By senior year, I had become taken in by boilermakers, beer with your shot of whiskey right in it, favored at The Post, which became my hangout and called so because it was favored by the ink-stained guys who worked the printing press for the nearby Pittsburgh Post-Gazette, maybe the best bar I've ever known.

If I continued to drink in the real world the way I did in college, I would not be here. I even enjoyed a stretch where Herb, an editor at the P-G, turned me on to wicked Manhattans -- Herb drank them the way I drink Iced Tea today -- at a fancier bar I also frequented called Froggy's.

---

wonkie, I think I just committed an offense right out of the Husband Handbook of Good Etiquette.

A few minutes ago, Olga came home with a pamphlet from the YMCA. We have determined the pool we belonged to the past three summers is too expensive given our current financial situation. Well, I cut her off before she could begin, saying, right now, I am simply worried about how we are going to pay the April mortgage and the rest of the bills that will soon flood the mailbox, mentioning that we just might need any money she spends on the Y for more important stuff. Honey did not like this answer and I think was too gruff in giving it. So I better go and hear her out. Good day, my friend.

I've been worried about you. I hope you all can stand united against adversity. Hard times.

Any way I have to work tonight but on St Pat's Day I'll be drinking something so I'll give a little toast to you and yours. Later!


Hitting up the computer one last time before bed as Olga irons the boy's school shirt for tomorrow (Newark Charter requires a uniform) . . .

Since I just saw a clip of the news -- and saw the full thing this morning on John King's new program, "State of the Union" -- I was wondering if anyone else watched his interview with Dark Cheney on CNN. (Perhaps a front-pager will be Monday posting on it since we seem to be in a bit of a news lull and the economy talk is becoming tiresome, although we could keep griping about the big, bad AIG, which sucks in taxpayer millions the way Herb used to suck down Manhattans.)

One thing about Cheney: He is consistent.

Consistenly arrogant.

Actually, he seemed to be less Dark than usual, perhaps retirement will be good for the former veep; I'm sure it will be good for his bank account.

Iraq, in his book, is and has been a success, a big success thanks to the Bush Admin.

He allowed that he and former President Bush have talked three or four times since Obama took over, even though King's prying made it clear that he was unable to convince Bush to pardon Scooter Libby, much to Dick's dismay.

I have nothing good to say about Dick Cheney, other than this: I find no fault in his strong desire to have seen Scooter pardoned (and, please, I know Scooter was guilty and, therefore, deserving of what he got).

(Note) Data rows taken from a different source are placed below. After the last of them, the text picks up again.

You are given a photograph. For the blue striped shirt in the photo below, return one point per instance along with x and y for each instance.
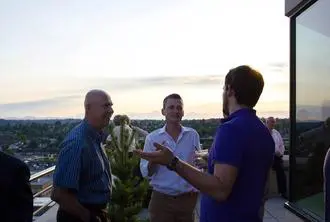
(83, 166)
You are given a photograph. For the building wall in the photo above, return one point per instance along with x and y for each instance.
(292, 6)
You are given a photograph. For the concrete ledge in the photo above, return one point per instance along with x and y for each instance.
(49, 215)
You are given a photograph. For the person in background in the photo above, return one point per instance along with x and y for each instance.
(278, 158)
(16, 198)
(82, 177)
(173, 199)
(239, 160)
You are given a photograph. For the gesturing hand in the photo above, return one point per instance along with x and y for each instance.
(163, 155)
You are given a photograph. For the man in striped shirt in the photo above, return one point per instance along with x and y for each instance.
(82, 178)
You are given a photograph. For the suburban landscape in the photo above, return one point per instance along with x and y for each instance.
(36, 142)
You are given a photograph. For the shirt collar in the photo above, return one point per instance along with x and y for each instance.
(96, 134)
(240, 112)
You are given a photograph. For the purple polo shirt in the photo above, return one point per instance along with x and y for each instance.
(242, 141)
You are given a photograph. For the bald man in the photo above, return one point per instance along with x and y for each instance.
(82, 177)
(279, 152)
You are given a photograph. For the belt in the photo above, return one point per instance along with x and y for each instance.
(95, 206)
(181, 195)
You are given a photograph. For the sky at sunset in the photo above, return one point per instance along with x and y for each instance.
(139, 51)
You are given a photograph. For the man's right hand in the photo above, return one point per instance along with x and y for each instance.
(151, 168)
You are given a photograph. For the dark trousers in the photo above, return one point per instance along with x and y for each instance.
(98, 214)
(280, 174)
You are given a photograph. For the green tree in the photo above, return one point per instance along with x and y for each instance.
(129, 191)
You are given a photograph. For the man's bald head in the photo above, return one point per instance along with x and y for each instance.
(94, 96)
(98, 108)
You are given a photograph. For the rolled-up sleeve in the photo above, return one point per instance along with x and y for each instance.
(197, 142)
(67, 171)
(148, 147)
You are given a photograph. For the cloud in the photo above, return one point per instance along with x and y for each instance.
(278, 66)
(45, 107)
(136, 83)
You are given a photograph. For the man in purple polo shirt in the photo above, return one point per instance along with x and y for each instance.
(240, 157)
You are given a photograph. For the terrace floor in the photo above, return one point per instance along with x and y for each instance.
(275, 212)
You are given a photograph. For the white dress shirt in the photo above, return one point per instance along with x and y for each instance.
(129, 131)
(164, 180)
(279, 144)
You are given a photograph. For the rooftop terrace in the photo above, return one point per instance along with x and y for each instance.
(45, 209)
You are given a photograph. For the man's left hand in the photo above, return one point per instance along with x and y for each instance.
(163, 155)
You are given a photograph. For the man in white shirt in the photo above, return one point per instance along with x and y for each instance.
(173, 198)
(279, 152)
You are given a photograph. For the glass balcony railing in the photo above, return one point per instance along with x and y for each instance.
(41, 185)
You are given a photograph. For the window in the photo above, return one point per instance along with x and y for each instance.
(312, 105)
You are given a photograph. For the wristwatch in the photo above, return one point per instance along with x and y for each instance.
(172, 165)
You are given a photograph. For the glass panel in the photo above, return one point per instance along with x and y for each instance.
(313, 104)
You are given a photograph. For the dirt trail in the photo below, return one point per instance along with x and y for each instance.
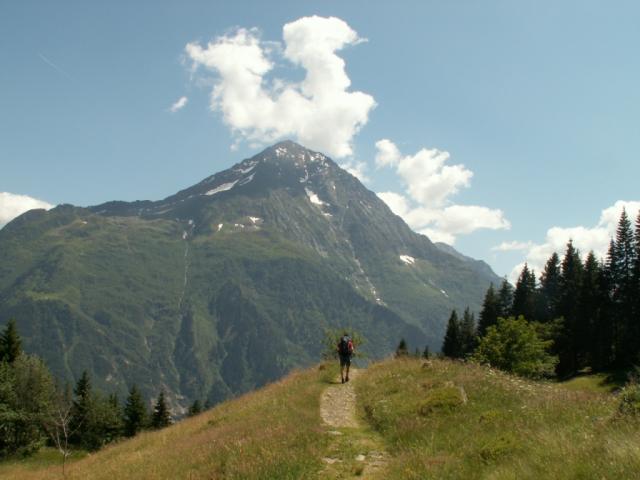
(338, 404)
(356, 451)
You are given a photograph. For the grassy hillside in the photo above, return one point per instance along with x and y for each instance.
(458, 421)
(273, 433)
(443, 420)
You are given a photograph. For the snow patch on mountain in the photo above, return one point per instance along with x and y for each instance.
(244, 181)
(246, 168)
(313, 197)
(407, 259)
(222, 188)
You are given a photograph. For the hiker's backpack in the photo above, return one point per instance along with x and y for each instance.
(345, 347)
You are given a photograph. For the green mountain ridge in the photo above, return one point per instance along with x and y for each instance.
(228, 284)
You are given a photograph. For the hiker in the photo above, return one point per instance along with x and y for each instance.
(345, 351)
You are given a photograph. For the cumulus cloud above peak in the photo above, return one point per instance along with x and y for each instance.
(318, 112)
(585, 239)
(13, 205)
(430, 182)
(178, 104)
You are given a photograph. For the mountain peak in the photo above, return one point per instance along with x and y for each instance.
(290, 150)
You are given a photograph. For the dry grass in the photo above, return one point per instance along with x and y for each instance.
(272, 433)
(508, 428)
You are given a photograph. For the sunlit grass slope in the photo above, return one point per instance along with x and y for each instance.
(273, 433)
(449, 420)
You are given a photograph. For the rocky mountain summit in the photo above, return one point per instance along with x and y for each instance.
(230, 283)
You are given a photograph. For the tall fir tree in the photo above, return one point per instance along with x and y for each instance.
(624, 290)
(10, 343)
(135, 412)
(636, 283)
(568, 344)
(490, 311)
(524, 297)
(505, 297)
(592, 329)
(468, 337)
(451, 346)
(549, 295)
(161, 417)
(81, 410)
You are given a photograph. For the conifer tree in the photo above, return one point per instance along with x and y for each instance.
(135, 413)
(549, 290)
(592, 330)
(402, 349)
(10, 343)
(468, 338)
(636, 285)
(568, 345)
(505, 296)
(524, 297)
(194, 409)
(451, 346)
(81, 410)
(161, 417)
(491, 310)
(624, 295)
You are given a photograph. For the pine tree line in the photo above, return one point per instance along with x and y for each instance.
(588, 311)
(35, 410)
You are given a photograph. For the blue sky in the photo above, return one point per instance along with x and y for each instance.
(539, 101)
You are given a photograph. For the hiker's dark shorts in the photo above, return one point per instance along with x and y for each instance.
(345, 360)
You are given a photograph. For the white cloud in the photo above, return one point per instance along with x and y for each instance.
(388, 154)
(513, 246)
(12, 205)
(357, 169)
(585, 239)
(319, 111)
(430, 183)
(179, 104)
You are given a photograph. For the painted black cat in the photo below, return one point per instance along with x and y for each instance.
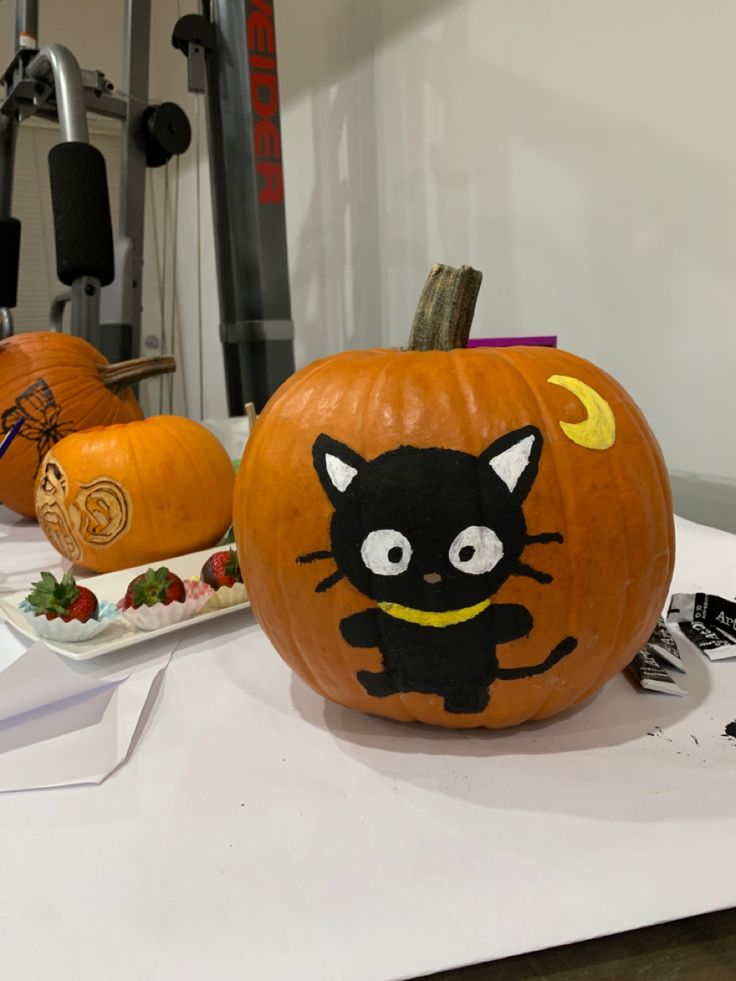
(430, 535)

My remark is only to note that Cheney has been loyal to a fault regarding his longtime friend and I'm sure he knows better than anyone than Libby was the biggest scapegoat of the whole administration, wherein there were much bigger fish to fry, starting with the vice president himself. (My remark is more of a rumination on friendship than politics).

Good night.

P.S. wonkie -- We settled the Y thing. I hate to see Olga upset, so I simply said we'll figure a way to work it out with everything else, and we will. The alternative is too undesirable and I've lost enough sleep these past weeks anyhow. What will be will be and, so far, it's been meant for us to stay in our home, which is my biggest hope these days.

"(Didn't Brad Pitt play in a movie called "Six Monkeys"?)

Twelve Monkeys.

Terry Gilliam. One of the rare and few movies that is actually good science fiction. GF recommends.